US 12,118,075 B2
Methods and apparatus to improve detection of malware in executable code
Brajesh Kumar, Bangalore (IN); Sumit Lohani, Bangalore (IN); and Sidney Gomindes, Bangalore (IN)
Assigned to McAfee, LLC, San Jose, CA (US)
Filed by McAfee, LLC, Santa Clara, CA (US)
Filed on Jul. 28, 2020, as Appl. No. 16/941,111.
Claims priority of application No. 202011022393 (IN), filed on May 28, 2020.
Prior Publication US 2021/0374229 A1, Dec. 2, 2021
Int. Cl. G06F 21/51 (2013.01); G06F 21/54 (2013.01); G06F 21/56 (2013.01); G06N 20/00 (2019.01)

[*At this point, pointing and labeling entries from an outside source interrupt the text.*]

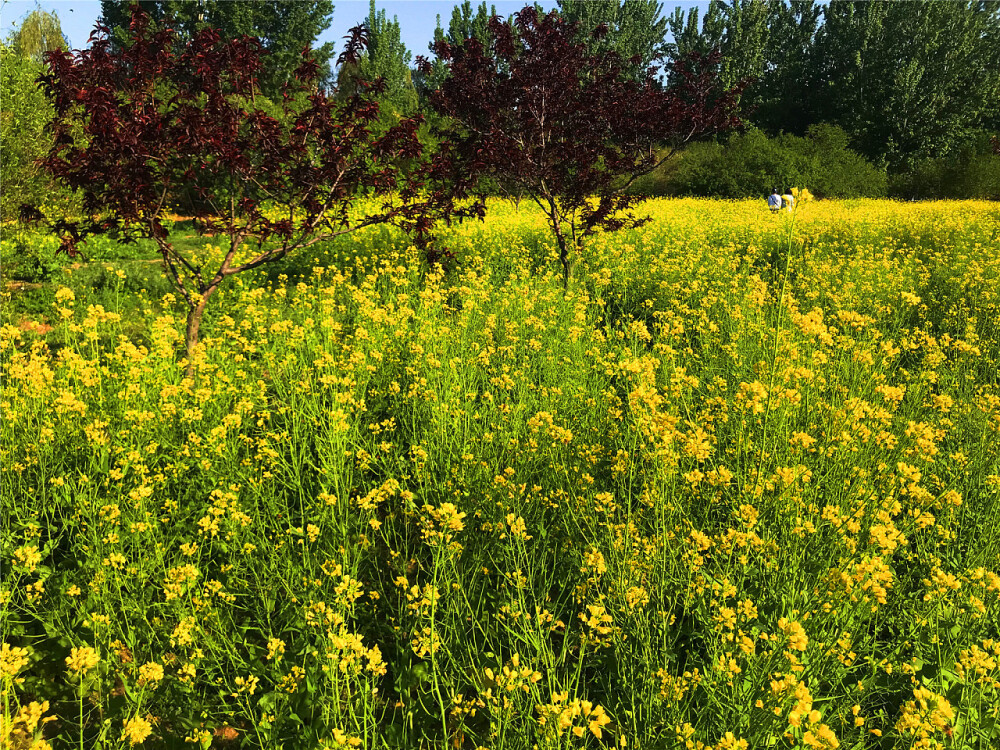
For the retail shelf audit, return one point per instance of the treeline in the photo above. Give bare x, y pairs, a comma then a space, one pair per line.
853, 98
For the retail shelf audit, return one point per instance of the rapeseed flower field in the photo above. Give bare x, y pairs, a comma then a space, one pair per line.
738, 488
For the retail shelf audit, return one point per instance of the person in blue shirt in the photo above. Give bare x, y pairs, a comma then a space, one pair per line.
774, 201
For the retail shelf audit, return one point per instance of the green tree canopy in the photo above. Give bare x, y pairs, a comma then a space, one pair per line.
39, 32
285, 27
738, 28
909, 80
636, 28
385, 57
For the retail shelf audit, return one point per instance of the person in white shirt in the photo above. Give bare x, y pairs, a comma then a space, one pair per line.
774, 201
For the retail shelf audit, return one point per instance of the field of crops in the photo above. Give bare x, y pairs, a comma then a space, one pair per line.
739, 488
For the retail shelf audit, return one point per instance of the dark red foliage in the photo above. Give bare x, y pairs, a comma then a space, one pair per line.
544, 118
140, 126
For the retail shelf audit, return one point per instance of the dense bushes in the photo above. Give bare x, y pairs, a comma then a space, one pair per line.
752, 164
972, 172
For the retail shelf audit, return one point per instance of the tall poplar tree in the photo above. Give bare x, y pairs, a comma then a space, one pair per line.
385, 57
909, 80
784, 98
737, 28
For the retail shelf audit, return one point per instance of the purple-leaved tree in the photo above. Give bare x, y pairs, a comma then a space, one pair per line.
541, 117
139, 125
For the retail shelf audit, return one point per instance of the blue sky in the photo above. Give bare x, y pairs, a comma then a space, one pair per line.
417, 18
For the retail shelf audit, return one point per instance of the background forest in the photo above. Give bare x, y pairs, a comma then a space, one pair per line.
859, 99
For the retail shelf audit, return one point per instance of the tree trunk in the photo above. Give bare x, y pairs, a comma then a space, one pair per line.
563, 258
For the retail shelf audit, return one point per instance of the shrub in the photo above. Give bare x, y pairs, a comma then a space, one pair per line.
751, 164
972, 172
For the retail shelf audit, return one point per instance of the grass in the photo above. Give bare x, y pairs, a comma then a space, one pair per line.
739, 488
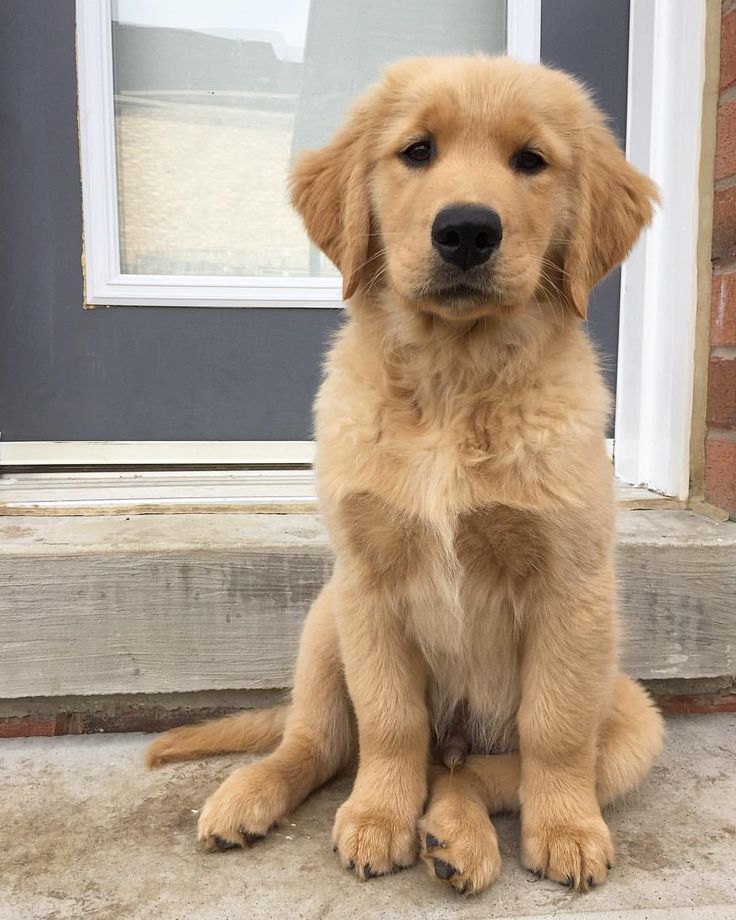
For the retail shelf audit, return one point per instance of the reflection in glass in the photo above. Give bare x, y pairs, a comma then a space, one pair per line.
213, 99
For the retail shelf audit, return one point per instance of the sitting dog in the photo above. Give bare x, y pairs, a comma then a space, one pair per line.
471, 204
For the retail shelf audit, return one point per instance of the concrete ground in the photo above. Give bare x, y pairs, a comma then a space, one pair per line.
87, 833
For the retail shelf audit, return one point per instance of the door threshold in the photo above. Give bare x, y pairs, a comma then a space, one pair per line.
269, 491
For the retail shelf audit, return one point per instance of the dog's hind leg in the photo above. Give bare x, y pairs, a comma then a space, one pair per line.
255, 731
318, 741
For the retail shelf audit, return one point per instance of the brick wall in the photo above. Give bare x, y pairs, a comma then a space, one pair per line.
720, 443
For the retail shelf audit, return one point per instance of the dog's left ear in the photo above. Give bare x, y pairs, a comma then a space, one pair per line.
329, 190
615, 203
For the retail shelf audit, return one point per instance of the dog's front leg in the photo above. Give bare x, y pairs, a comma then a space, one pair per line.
375, 830
567, 673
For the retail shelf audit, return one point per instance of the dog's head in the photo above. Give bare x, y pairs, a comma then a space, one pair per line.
472, 185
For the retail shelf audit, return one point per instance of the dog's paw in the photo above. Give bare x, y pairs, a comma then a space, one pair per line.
458, 844
576, 855
374, 842
243, 809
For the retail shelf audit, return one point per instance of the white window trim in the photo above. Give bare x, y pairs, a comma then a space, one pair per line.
659, 281
105, 284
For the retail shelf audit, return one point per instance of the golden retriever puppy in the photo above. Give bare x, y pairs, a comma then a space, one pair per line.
471, 204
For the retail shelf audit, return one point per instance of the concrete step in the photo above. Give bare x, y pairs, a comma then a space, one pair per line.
170, 603
90, 834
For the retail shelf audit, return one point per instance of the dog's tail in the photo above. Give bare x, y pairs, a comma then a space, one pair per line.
255, 731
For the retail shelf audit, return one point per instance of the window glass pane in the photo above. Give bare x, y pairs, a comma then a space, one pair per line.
214, 97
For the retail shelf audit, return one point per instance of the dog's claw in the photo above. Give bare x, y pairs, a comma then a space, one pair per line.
222, 844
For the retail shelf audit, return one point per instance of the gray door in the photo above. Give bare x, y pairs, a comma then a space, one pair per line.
178, 373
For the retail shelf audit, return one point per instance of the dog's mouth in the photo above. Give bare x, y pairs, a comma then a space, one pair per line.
458, 295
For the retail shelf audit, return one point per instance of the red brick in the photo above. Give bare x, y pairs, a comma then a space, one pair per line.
724, 226
728, 50
27, 726
721, 411
726, 140
723, 310
720, 473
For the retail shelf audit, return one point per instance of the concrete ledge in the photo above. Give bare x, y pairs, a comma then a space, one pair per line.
172, 603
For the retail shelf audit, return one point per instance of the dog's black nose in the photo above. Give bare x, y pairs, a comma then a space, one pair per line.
466, 234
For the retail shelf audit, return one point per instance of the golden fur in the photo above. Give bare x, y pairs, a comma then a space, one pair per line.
464, 480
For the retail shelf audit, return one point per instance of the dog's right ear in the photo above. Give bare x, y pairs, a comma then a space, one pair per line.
329, 190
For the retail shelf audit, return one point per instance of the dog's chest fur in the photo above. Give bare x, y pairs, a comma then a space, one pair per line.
437, 489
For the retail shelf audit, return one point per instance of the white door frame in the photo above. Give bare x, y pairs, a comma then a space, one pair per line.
656, 353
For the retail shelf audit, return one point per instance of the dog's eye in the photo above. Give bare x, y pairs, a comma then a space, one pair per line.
418, 154
528, 161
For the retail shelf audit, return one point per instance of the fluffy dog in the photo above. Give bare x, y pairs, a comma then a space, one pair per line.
471, 204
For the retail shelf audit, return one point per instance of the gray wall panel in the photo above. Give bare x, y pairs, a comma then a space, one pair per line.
138, 374
119, 373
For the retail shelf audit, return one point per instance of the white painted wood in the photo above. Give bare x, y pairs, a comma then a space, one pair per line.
129, 492
659, 284
105, 285
524, 29
117, 492
121, 453
174, 603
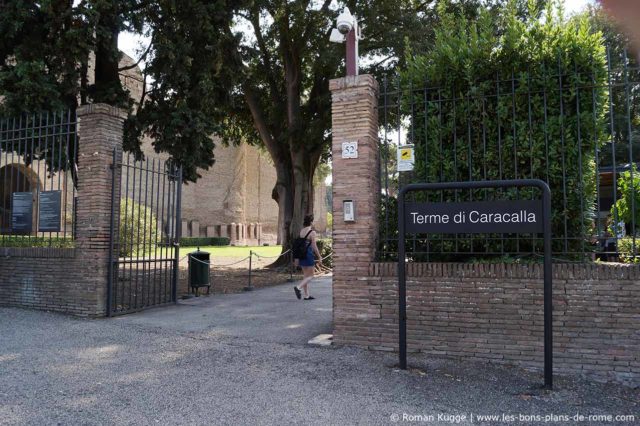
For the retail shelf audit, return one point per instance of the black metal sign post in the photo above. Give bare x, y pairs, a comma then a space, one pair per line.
481, 217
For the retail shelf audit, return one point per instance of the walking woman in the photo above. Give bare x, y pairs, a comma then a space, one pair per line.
308, 263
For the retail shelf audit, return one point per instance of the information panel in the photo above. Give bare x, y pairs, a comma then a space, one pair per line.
21, 211
50, 211
522, 216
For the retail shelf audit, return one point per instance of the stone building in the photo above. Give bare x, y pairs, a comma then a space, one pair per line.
233, 198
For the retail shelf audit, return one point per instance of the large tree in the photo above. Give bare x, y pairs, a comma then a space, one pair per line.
247, 70
280, 97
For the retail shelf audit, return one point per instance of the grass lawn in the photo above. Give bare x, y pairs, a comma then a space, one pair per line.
237, 252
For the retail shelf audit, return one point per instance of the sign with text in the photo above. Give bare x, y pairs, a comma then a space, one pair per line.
21, 211
50, 211
522, 216
405, 158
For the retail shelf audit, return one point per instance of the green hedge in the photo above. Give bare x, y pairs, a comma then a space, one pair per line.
501, 111
26, 241
139, 232
204, 242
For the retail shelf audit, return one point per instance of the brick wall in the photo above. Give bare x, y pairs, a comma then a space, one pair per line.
73, 280
484, 312
493, 313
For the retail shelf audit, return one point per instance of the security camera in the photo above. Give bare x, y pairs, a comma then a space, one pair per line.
336, 36
345, 21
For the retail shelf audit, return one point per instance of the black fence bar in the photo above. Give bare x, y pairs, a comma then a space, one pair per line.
145, 234
38, 163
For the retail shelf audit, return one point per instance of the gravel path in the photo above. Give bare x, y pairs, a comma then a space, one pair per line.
243, 359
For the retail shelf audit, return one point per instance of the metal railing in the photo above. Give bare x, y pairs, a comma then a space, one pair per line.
38, 155
573, 129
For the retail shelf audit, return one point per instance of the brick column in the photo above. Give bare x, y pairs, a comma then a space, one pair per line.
355, 118
99, 132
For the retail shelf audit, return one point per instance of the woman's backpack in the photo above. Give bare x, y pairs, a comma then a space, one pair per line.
300, 246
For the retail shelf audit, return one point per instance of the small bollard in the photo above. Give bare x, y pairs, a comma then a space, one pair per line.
249, 287
290, 266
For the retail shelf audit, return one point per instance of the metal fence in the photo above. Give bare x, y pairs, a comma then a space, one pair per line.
37, 180
577, 131
145, 233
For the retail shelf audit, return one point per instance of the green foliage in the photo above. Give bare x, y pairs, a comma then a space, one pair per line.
138, 231
29, 241
627, 208
629, 250
325, 247
204, 242
517, 97
44, 66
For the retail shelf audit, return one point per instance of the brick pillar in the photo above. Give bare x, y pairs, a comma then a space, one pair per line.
99, 131
355, 118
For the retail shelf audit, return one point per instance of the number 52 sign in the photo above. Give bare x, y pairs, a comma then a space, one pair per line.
350, 149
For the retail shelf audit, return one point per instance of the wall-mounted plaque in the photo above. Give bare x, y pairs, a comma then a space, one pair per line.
21, 212
50, 211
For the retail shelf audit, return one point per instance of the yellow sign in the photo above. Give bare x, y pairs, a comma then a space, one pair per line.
405, 158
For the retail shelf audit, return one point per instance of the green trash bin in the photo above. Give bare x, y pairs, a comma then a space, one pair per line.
199, 264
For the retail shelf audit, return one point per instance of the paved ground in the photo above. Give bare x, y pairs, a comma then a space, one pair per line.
243, 359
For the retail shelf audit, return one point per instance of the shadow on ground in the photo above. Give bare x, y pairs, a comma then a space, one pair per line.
243, 358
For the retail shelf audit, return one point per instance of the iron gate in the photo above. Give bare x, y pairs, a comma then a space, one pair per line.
145, 234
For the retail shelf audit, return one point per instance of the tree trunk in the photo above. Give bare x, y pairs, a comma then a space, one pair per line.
295, 200
107, 87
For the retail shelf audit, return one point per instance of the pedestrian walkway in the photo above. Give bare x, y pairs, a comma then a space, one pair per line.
244, 359
271, 314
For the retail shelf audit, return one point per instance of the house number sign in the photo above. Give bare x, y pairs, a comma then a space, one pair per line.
350, 149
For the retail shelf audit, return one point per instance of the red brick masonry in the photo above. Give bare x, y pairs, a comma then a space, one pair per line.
73, 280
493, 312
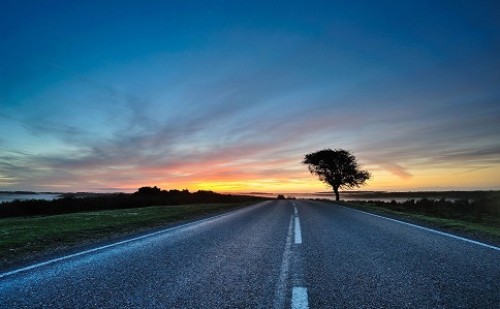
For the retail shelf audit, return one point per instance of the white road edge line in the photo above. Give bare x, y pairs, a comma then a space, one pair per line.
281, 286
66, 257
299, 298
429, 230
298, 232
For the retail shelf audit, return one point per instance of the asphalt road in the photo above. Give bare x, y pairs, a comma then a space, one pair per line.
275, 254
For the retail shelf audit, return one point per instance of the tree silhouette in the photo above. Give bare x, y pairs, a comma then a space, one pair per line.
338, 168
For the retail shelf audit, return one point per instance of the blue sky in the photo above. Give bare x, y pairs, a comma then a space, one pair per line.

CPC G06F 21/51 (2013.01) [G06F 21/54 (2013.01); G06F 21/563 (2013.01); G06F 21/568 (2013.01); G06N 20/00 (2019.01)] 11 Claims
OG exemplary drawing
 
1. An apparatus comprising:
a communication processor to access a log file, the log file including a memory dump of first functions corresponding to a first portable executable file that failed to execute in a sandbox environment;
a log file filtration controller to exclude at least one known clean function from the first functions of the log file to generate a filtered log file;
a log file normalization controller to generate normalized arguments of second functions of the filtered log file, the log file normalization controller to:
identify a first argument of a first function of the second functions of the filtered log file;
determine a data type of the first argument of the first function;
identify a placeholder representative of the data type of the first argument; and
replace the first argument of the first function with the placeholder representative of the data type of the first argument to generate a first normalized argument of the normalized arguments;
a feature vector generation controller to:
generate an empty version of a feature vector; and
after generating the empty version of the feature vector, populate the feature vector with n-gram groupings of the second functions having the normalized arguments; and
a machine learning engine to train, using stochastic gradient descent, a machine learning model with the feature vector, the machine learning model to be deployed to an end-user device to detect malware in a second portable executable file.